Erstaunlich wäre so ein Wutausbruch nach zehn Monaten Ausnahmezustand nicht – wenn die Wutrede nicht dort gehalten würde, wo man bisher jedes Wutbürgertum klar einzusortieren wusste: in die dunkelste Schublade, in die Endablage fürs besonders Schmuddelige. Der Wutbürger war hier männlich, vorgestrig und abstoßend. Maßnahmen-Kritiker galten als „Spinner“ (ARD) und „Schwachsinnige“ (Spiegel). Nun also erscheint Wut wieder gut und klug.
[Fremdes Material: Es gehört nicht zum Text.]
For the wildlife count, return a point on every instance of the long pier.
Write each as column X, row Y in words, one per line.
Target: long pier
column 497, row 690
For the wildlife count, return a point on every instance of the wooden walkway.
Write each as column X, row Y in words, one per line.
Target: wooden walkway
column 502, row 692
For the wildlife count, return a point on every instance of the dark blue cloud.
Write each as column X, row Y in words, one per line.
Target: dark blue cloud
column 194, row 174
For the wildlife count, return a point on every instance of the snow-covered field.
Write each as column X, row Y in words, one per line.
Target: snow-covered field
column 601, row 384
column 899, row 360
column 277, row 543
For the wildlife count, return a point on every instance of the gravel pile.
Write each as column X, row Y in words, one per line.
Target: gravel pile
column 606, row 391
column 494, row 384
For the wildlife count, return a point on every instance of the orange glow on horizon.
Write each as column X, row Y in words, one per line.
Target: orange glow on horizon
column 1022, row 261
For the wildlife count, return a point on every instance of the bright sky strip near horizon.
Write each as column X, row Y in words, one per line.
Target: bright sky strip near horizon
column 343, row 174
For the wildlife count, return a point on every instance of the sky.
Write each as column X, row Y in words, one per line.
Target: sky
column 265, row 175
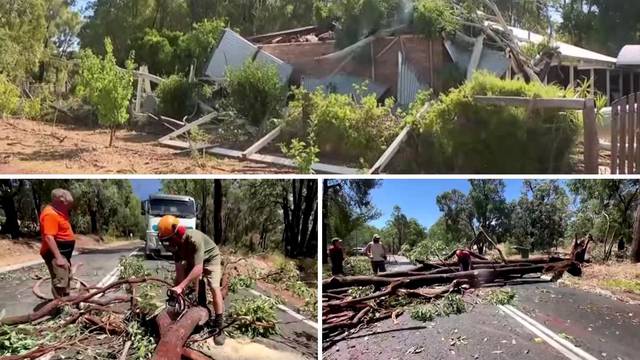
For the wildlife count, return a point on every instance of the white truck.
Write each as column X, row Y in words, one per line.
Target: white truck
column 159, row 205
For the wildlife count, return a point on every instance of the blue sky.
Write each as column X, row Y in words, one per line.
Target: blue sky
column 144, row 188
column 417, row 198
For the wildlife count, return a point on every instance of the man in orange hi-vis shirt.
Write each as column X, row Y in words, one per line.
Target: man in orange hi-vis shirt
column 58, row 241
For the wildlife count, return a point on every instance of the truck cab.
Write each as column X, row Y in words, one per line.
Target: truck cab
column 159, row 205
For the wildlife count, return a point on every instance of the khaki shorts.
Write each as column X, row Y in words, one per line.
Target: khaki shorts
column 211, row 273
column 60, row 277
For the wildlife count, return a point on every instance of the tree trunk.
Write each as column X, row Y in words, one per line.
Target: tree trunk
column 112, row 135
column 174, row 336
column 203, row 215
column 325, row 221
column 217, row 212
column 635, row 245
column 11, row 225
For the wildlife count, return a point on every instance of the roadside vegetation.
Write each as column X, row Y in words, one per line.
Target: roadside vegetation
column 45, row 75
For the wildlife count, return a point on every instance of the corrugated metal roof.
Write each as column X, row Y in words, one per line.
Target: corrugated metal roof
column 493, row 61
column 408, row 83
column 284, row 69
column 567, row 51
column 342, row 84
column 232, row 52
column 629, row 56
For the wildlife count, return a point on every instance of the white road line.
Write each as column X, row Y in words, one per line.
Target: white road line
column 288, row 311
column 25, row 264
column 553, row 335
column 113, row 275
column 564, row 351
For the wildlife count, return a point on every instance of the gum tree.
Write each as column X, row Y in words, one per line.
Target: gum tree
column 106, row 87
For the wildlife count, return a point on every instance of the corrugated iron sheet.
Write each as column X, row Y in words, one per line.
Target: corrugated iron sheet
column 342, row 84
column 491, row 60
column 234, row 51
column 408, row 83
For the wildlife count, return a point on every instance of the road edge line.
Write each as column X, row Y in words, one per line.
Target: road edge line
column 549, row 332
column 288, row 311
column 563, row 350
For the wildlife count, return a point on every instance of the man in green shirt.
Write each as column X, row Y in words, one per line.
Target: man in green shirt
column 196, row 256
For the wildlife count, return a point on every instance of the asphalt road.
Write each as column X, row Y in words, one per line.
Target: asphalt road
column 599, row 327
column 16, row 297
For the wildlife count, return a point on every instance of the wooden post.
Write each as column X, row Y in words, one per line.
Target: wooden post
column 139, row 95
column 608, row 87
column 622, row 136
column 591, row 142
column 572, row 77
column 631, row 134
column 637, row 135
column 615, row 116
column 621, row 84
column 475, row 56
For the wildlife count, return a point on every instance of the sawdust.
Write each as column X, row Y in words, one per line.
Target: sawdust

Und in Gestalt von Frau Berg auch weiblich.
Screenrint / Spiegel
Woraus speist sich die Wut, die der Spiegel seinen Lesern fast wie aus dem Nichts vorsetzt? „Keine Strategien“ habe die Regierung, so Berg. Eine „Überforderung der Politiker“ und „verwirrende Regeln“ werden diagnostiziert, das „Untergehen vieler Berufe und Existenzen“ beschworen. Sie führt Klage über einen „inflationären Gebrauch des Wortes Solidarität“, das durch Missbrauch „vollkommen ausgehöhlt“ wurde – als ob nicht Medien wie der Spiegel diese Entwertung durch stete Vermehrung („leave no one behind“) nach Kräften betrieben hätten (und bei anderer Gelegenheit immer noch betreiben). Bergs Fazit: „Viele sind am Ende. Und haben Angst.“ Die Regierung möge bekennen: „Hey, Leute, wir haben versagt.“
Natürlich hat nicht das Milieu von Sibylle Berg versagt, jene Kulturschaffenden und Pressemenschen, die das Regierungshandeln beziehungsweise Nichthandeln etwa beim Schutz von Altenheimen monatelang gutgeheißen hatten – sondern die anderen.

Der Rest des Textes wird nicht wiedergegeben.